Fr. Richard McBrien, theologian, has died

UNITED STATES
National Catholic Reporter

NCR Staff | Jan. 25, 2015

Fr. Richard McBrien, who as a scholar brought distinction to a university theology department and who as an author and often-interviewed popular expert explained the Catholic church to the wider world, died early Sunday morning. He was 78.

McBrien had been seriously ill for several years and had moved recently from South Bend, Ind., to his native Connecticut.

It would be difficult to find a figure comparable in making understandable to a broad public the basic beliefs and traditions of the Roman Catholic church. …

Unabashedly on the progressive side of most Catholic debates, McBrien advocated the ordination of women priests, an end to mandatory celibacy for priests, moral approval of artificial birth control, and decentralization of power in the church. In so doing, he helped to define the battle lines within Catholicism over the legacy of the Second Vatican Council (1962-65). …

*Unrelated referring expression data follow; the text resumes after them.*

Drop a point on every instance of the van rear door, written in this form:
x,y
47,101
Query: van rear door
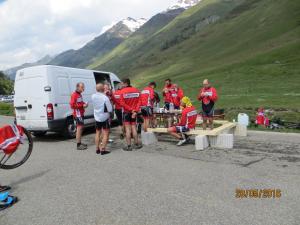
x,y
30,102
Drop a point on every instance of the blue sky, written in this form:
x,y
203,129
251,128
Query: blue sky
x,y
32,29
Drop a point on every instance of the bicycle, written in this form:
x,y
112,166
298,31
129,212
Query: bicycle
x,y
16,145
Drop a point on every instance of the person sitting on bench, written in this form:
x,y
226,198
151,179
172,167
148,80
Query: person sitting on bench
x,y
187,122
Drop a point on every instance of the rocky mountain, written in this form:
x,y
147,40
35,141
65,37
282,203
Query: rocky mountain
x,y
144,33
99,46
240,45
11,73
111,39
185,4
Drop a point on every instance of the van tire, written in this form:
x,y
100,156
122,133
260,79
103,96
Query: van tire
x,y
70,129
39,133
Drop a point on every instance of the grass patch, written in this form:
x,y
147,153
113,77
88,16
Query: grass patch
x,y
6,109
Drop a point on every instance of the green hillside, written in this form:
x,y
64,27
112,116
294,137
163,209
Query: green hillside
x,y
249,49
6,85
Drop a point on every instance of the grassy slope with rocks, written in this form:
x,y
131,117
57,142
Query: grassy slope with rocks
x,y
248,49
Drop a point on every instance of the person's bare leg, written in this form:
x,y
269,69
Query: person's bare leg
x,y
79,134
204,123
97,139
211,123
105,137
128,134
154,121
146,124
135,134
174,134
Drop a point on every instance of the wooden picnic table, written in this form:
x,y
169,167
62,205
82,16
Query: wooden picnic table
x,y
167,119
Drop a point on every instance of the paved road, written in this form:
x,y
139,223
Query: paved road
x,y
161,184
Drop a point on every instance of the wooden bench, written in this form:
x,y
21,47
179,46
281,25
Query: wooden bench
x,y
225,125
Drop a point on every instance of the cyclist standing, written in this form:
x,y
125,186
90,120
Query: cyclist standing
x,y
78,106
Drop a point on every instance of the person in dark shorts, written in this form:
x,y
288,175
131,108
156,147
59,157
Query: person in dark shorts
x,y
167,93
131,103
116,96
147,102
102,111
208,96
78,106
187,122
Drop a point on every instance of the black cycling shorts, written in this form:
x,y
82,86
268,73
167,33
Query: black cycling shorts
x,y
102,125
147,112
79,121
208,110
119,114
128,120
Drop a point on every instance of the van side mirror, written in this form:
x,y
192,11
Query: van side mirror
x,y
47,88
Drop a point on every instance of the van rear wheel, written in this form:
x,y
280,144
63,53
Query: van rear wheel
x,y
70,129
39,133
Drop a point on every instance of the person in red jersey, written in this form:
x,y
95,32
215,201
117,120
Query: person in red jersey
x,y
147,102
116,98
208,96
167,93
78,106
131,103
176,96
187,122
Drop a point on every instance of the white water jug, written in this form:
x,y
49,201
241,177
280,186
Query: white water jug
x,y
243,119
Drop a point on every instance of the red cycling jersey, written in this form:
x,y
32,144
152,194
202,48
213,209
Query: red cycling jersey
x,y
176,96
189,117
77,104
116,98
168,95
130,99
206,95
147,97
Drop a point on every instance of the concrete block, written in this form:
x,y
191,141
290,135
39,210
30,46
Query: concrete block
x,y
148,138
201,142
221,141
240,130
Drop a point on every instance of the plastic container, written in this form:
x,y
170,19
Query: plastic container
x,y
243,119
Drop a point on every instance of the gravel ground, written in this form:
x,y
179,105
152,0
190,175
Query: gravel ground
x,y
161,184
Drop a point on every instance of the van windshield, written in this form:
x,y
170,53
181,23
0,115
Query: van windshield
x,y
102,78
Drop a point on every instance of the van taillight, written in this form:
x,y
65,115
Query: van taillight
x,y
50,112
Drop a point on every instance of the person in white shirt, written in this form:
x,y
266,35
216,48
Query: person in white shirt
x,y
102,111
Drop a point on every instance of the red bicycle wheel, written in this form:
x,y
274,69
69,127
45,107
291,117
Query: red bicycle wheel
x,y
20,156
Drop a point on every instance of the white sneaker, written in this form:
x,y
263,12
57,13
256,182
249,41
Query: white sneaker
x,y
181,142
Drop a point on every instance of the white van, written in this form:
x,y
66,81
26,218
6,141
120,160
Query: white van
x,y
42,96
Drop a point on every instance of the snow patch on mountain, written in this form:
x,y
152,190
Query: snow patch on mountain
x,y
185,4
134,24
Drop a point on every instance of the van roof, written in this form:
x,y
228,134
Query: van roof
x,y
69,68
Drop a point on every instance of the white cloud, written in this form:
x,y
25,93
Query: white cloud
x,y
31,29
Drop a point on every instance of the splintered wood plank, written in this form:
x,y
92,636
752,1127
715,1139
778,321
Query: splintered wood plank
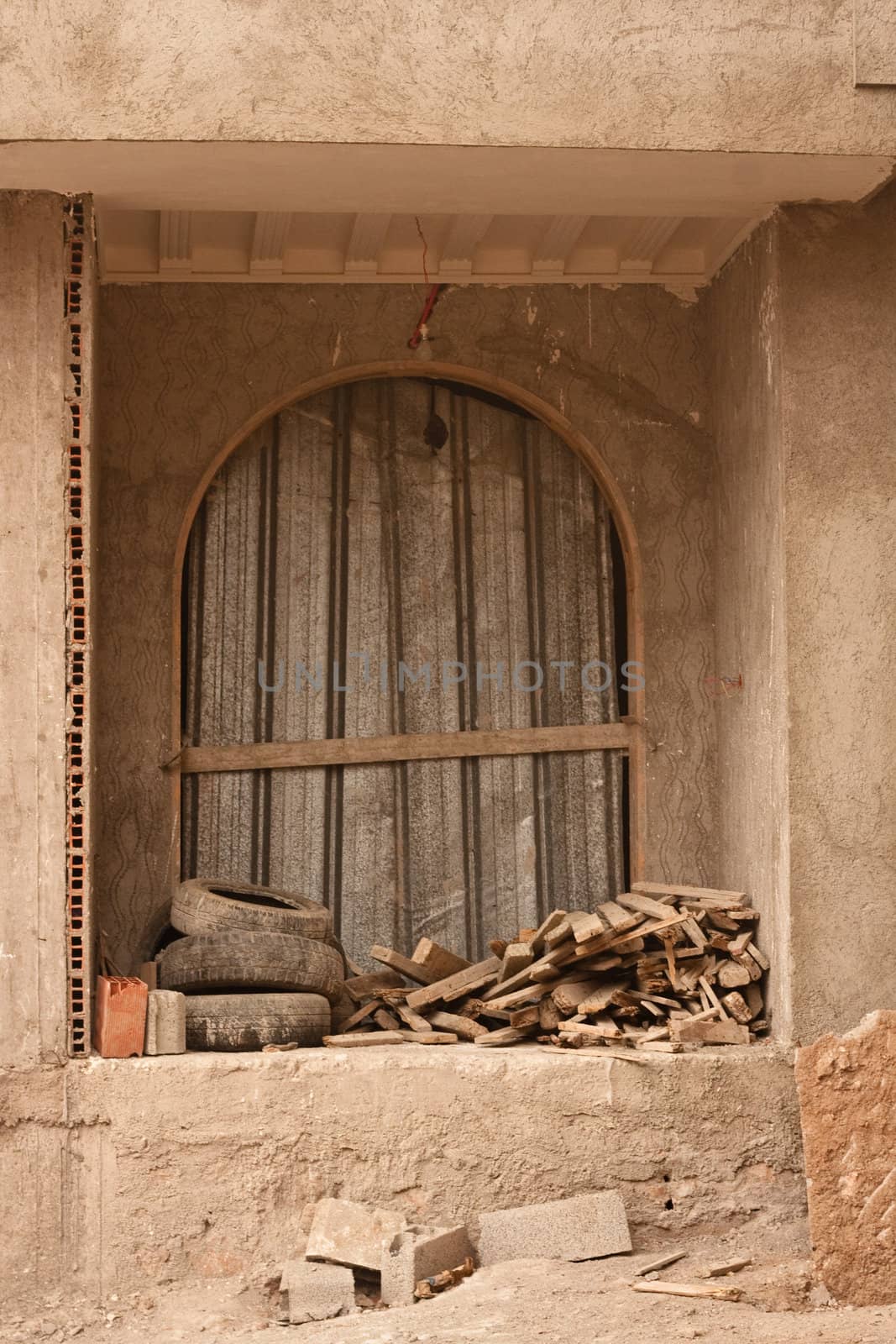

For supporters of the conservative direction set by Popes John Paul II and Benedict XVI, McBrien was instead a favorite bête noire. Foes routinely tried to get him fired at Notre Dame, occasionally tried to cajole bishops into excommunicating him, pressured diocesan papers to drop his syndicated column, and once even lodged charges of plagiarism. University officials investigated the plagiarism complaint in 2006, and McBrien was cleared.